Nikt nie może być katolikiem, członkiem Kościoła, nie będąc w jedności z głową Kościoła, której wszyscy muszą się podporządkować pod groźbą schizmy i herezji oraz jako warunek osiągnięcia błogosławionej wieczności. Nauczanie papieskie w tej sprawie jest dość jednoznaczne:

Ponadto oświadczamy, stwierdzamy i definiujemy, że absolutnie konieczne dla zbawienia wszystkich ludzkich stworzeń jest poddanie się rzymskiemu Papieżowi.

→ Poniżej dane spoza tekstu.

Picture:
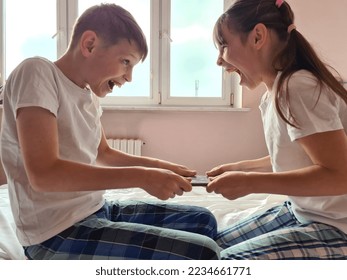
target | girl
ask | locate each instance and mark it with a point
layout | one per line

(Bonifacy VIII, Bulla Unam Sanctam [1302]; zob. Denzinger-Hűnermann 875 lub Denzinger-Rahner 469.)

 

Jest dla niego [św. Hieronima] rzeczą oczywistą, że katolika poznaje się po łączności z rzymską stolicą św. Piotra …. Tak samo wyraźne świadectwo daje św. Augustyn: „W Kościele rzymskim zawsze panowało zwierzchnictwo katedry Apostolskiej”.

(Leon XIII, Encyklika Satis Cognitum 13 [1896])

 

Do członków Kościoła w rzeczywistości zaliczać trzeba tych tylko ludzi, którzy sakrament odrodzenia na Chrzcie św. przyjęli i wyznają prawdziwą wiarę, a nie pozbawili się sami w niegodny sposób łączności z Kościołem, ani też władza prawowita nie wyłączyła ich z grona wiernych za bardzo ciężkie przewinienia.

(Pius XII, Encyklika Mystici Corporis Christi 22 [1943])

Papież Leon XIII pięknie wyjaśnił, w jaki sposób Papież dokonuje tej jedności wśród wiernych, a mianowicie poprzez jurysdykcję, która jest nieodłączna od prymatu papieskiego i pochodzi bezpośrednio od Boga samego. Komentując Ewangelię Mateusza 16:18 („A ja tobie powiadam, że ty jesteś opoka, a na tej opoce zbuduję Kościół mój, a bramy piekielne nie przemogą go.”), fragment Pisma Świętego, w którym Chrystus zapowiada przyszłego ustanowienia papiestwa, Ojciec Święty nauczał:

Z zapowiedzi tej jasno widać, że z woli i nakazu Boga Kościół opiera się na błogosławionym Piotrze jak dom na fundamentach. Właściwością fundamentu i siłą jest utrzymywanie budynku przez zespojenie różnych członków, a także zabezpieczenie całości i zwartości dzieła; usunięcie go powoduje zawalenie się całej budowli. Rzeczą św. Piotra jest więc utrzymanie Kościoła i jego obrona przez nierozerwalną i mocną więź.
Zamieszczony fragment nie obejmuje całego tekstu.